Low-Carb Vs. Low-Fat—Which Diet Leads to Long-Term Weight Loss?

People on a low-carbohydrate diet experience greater improvements in blood sugar control and in some heart disease risk factors than people on a low-fat diet; however, although low-carb dieters may lose weight more quickly that low-fat dieters, long-term weight loss is not substantially different, according to two studies published in the Annals of Internal Medicine (2004;140:769–77, 778–85).

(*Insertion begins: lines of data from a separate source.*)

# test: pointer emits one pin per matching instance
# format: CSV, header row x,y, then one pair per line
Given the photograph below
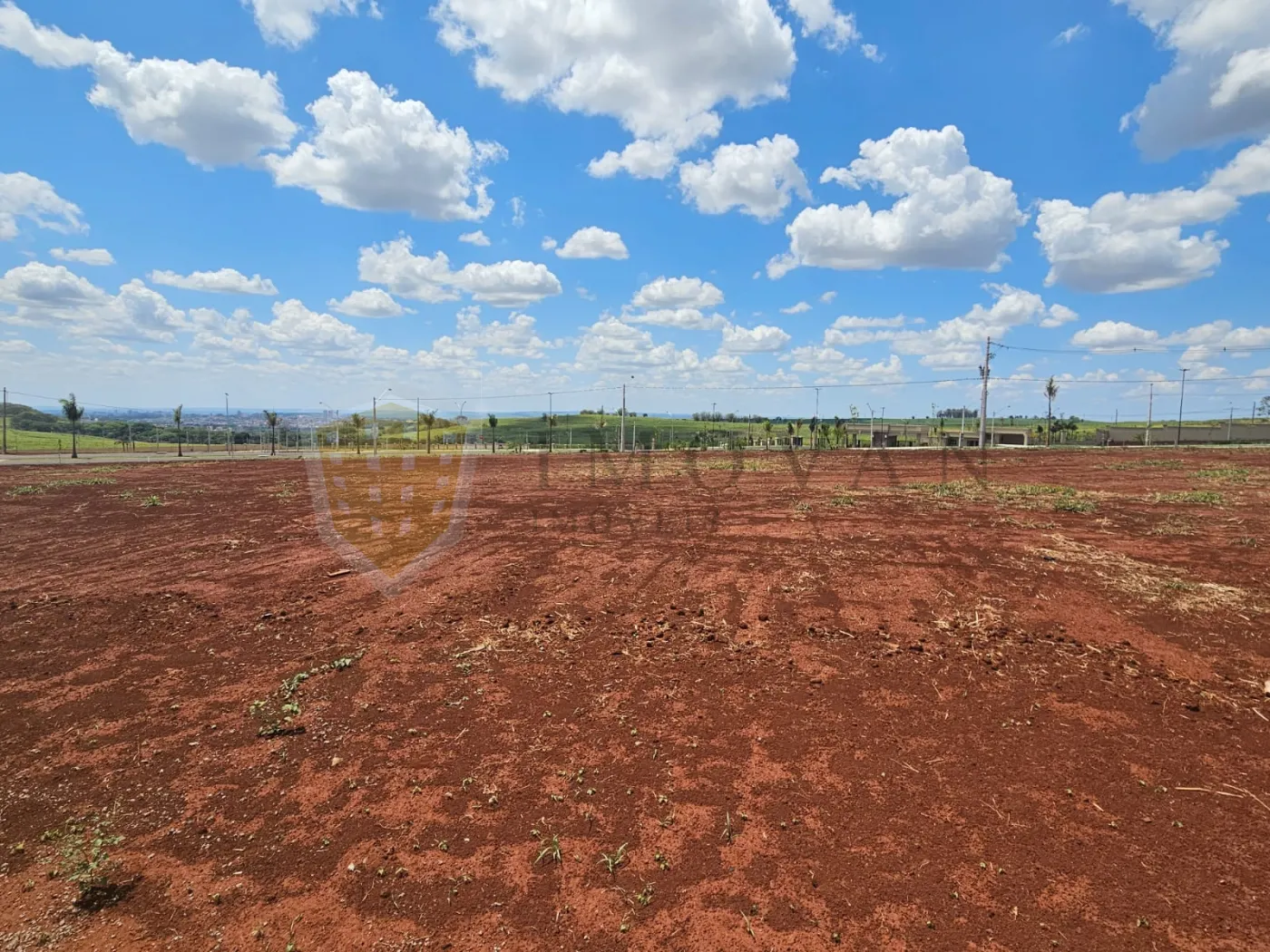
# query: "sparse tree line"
x,y
775,431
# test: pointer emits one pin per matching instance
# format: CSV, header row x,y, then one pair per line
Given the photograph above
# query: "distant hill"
x,y
394,412
25,418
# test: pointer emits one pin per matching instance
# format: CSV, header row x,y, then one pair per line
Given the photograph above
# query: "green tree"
x,y
272,419
73,412
358,423
1050,396
550,421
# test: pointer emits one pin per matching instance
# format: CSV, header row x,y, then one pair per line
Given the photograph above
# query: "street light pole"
x,y
375,419
1151,406
1181,403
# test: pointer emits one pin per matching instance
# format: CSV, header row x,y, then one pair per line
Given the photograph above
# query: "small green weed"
x,y
1190,498
1227,473
611,860
279,710
550,850
86,860
841,497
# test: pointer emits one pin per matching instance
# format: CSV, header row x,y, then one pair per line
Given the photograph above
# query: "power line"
x,y
800,386
1113,352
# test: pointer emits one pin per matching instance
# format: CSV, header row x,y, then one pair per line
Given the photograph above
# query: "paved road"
x,y
114,459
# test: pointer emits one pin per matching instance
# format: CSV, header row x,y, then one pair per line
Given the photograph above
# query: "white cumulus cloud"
x,y
23,196
372,151
1218,88
759,339
677,292
593,243
1070,34
1137,243
948,212
292,23
97,257
837,31
660,67
757,180
51,296
226,281
504,283
371,302
215,113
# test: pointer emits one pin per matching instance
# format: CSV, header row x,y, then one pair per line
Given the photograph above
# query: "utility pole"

As the rate of obesity in the United States climbs to unprecedented levels, increasing numbers of people are searching for the ideal weight-loss diet. People in the United States spend $33 billion each year on weight-loss products and services, yet fewer than 25% of people trying to lose weight actually follow recommendations for reducing calorie intake and increasing exercise. For many years, most nutrition authorities have recommended a low-fat diet for weight loss and prevention of diseases linked to obesity, such as type 2 (adult onset) diabetes and heart disease.

Though there has been little information on the short- and long-term effects of low-carbohydrate diets on weight loss and overall health, the popularity of low-carbohydrate diets exploded in recent years. For example, in the last decade there has been a resurgence of interest in the Atkins Diet, a low-carbohydrate diet developed in the 1970s. Other low-carbohydrate diets that are loosely modeled on the Atkins Diet, such as the South Beach Diet, have also gained recent popularity.

In the first of the new studies, 120 obese people with high cholesterol, LDL (“bad”) cholesterol, or triglyceride levels were randomly assigned to either a low-fat diet group or a low-carbohydrate (Atkins) diet group for almost six months (24 weeks). Both groups met regularly to answer questionnaires and receive instructions and supportive guidance. In keeping with the Atkins diet protocol, the low-carbohydrate diet group was instructed to eat no more than 20 grams of carbohydrate per day initially and to take daily nutritional supplements including chromium (1,800 mcg); D,L-phenylalanine (900 mg); L-carnitine (3,000 mg); and a green tea extract (80 mg). The low-fat diet group was instructed to consume 30% or fewer of their daily calories from fat and 10% or fewer of their calories from saturated fats, and to keep cholesterol intake under 300 mg per day. The average weight loss at the end of the study was significantly greater in the low-carbohydrate group than in the low-fat group (28 pounds versus 15 pounds).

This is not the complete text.